Seorang pastor di Dallas memanfaatkan gelaran Piala Dunia 2026 untuk mengirim undangan yang tidak biasa kepada Lionel Messi dan timnas Argentina. Luis Prado tampil dengan jersey Argentina di balik jubah pastornya, lalu membuat video singkat saat dirinya menggocek bola dan menendang ke gawang.
Aksi itu dibuat untuk menarik perhatian para pemain Argentina sekaligus warga asal negeri Tango yang sedang singgah di Dallas.
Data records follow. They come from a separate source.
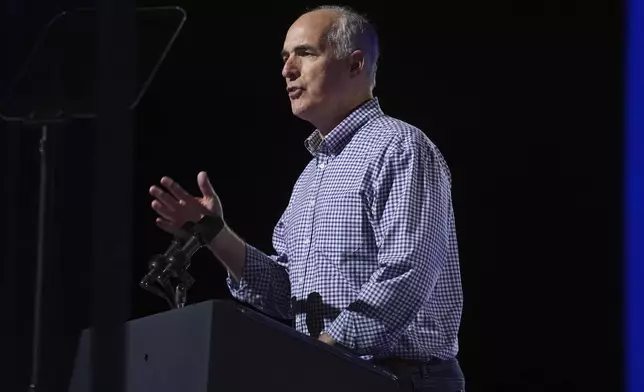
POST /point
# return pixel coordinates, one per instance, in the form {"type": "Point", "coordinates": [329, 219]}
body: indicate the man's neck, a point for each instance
{"type": "Point", "coordinates": [325, 127]}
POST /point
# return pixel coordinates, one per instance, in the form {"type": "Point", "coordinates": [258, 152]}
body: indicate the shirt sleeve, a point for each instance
{"type": "Point", "coordinates": [265, 283]}
{"type": "Point", "coordinates": [411, 210]}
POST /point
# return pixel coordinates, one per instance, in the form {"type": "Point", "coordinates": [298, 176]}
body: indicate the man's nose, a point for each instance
{"type": "Point", "coordinates": [290, 70]}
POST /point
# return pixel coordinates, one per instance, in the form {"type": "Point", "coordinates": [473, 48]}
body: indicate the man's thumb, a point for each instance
{"type": "Point", "coordinates": [204, 184]}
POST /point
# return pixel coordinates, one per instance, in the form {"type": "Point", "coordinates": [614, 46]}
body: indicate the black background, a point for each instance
{"type": "Point", "coordinates": [523, 98]}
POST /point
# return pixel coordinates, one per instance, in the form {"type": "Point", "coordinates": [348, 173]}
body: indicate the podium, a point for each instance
{"type": "Point", "coordinates": [223, 346]}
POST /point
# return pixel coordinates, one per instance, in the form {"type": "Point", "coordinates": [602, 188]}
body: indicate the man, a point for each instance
{"type": "Point", "coordinates": [366, 248]}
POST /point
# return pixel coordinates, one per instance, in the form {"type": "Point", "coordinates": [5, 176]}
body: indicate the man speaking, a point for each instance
{"type": "Point", "coordinates": [366, 249]}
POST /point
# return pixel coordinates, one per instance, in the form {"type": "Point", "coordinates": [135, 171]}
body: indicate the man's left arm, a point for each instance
{"type": "Point", "coordinates": [412, 210]}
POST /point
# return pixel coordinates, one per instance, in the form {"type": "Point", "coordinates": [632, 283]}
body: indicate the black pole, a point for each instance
{"type": "Point", "coordinates": [112, 215]}
{"type": "Point", "coordinates": [40, 264]}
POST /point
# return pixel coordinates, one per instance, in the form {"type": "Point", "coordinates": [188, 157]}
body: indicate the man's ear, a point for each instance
{"type": "Point", "coordinates": [356, 63]}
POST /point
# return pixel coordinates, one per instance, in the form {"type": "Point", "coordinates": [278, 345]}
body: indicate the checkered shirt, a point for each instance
{"type": "Point", "coordinates": [366, 249]}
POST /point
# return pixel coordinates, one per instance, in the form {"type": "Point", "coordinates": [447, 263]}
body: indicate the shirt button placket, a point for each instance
{"type": "Point", "coordinates": [306, 284]}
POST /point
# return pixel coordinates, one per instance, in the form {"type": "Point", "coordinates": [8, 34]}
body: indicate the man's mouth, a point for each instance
{"type": "Point", "coordinates": [294, 92]}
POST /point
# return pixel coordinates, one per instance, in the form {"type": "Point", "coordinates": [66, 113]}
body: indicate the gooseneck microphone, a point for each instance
{"type": "Point", "coordinates": [171, 266]}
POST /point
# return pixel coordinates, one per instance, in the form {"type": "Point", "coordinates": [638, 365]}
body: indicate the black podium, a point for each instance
{"type": "Point", "coordinates": [226, 347]}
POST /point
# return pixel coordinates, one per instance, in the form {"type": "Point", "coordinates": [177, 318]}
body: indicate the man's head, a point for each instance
{"type": "Point", "coordinates": [330, 58]}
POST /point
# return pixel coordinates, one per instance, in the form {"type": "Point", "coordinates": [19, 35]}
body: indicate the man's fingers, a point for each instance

Namun hingga kabar ini disampaikan, belum terlihat ada tanda-tanda skuad Argentina maupun pendukung mereka datang ke gereja yang diundangnya.
Undangan yang diarahkan ke Messi Cs
Argentina berada di Dallas saat melawan Austria pada 23 Juni lalu di Dallas Stadium. Di momen itu, Pastor Luis Prado dari San Bernardo de Claraval mencoba menghubungkan euforia sepak bola dengan ajakan beribadah.
“Saya mengundang mereka, tetapi sepertinya mereka tidak akan datang,” kata Prado sambil tertawa kepada media Argentina, Clorin.
Prado juga mengatakan banyak jemaat bertanya misa mana yang akan dihadiri Messi. Menurut dia, kehadiran kapten Argentina itu akan membuat gereja penuh sesak.
| Tokoh / Tempat | Keterangan |
|---|---|
| Luis Prado | Pastor 34 tahun asal Argentina yang melayani di Dallas |
| San Bernardo de Claraval | Paroki tempat Prado beribadah di Dallas |
| Dallas Stadium | Lokasi pertandingan Argentina melawan Austria |
| Clorin | Media Argentina yang memuat pernyataan Prado |
Di paroki tempatnya beribadah, ada gambar Bunda Maria dari Luján, santo pelindung bagi warga Argentina. Prado berharap para pemain bisa menjadi teladan dalam hal iman, sehingga lebih banyak orang menemukan kedamaian lewat figur para juara dunia itu.
Jejak hidup sang pastor
Kehidupan Prado sejak kecil memang lekat dengan iman. Ia adalah anak kedelapan dari 15 bersaudara, dan di keluarganya ada empat pastor serta dua biarawati.
Keluarganya kini tersebar di berbagai negara, termasuk Papua Nugini, Australia bagian utara, Mesir, Argentina, dan Ekuador. Prado sendiri sempat menghabiskan lima tahun di Spanyol sebelum dikirim ke Maryland dan kemudian tiba di Texas.
Awalnya, ia direncanakan pergi ke Papua Nugini. Namun gereja menugaskannya ke Dallas, tempat ia tinggal sejak 2020 saat pembatasan Covid mulai berlaku.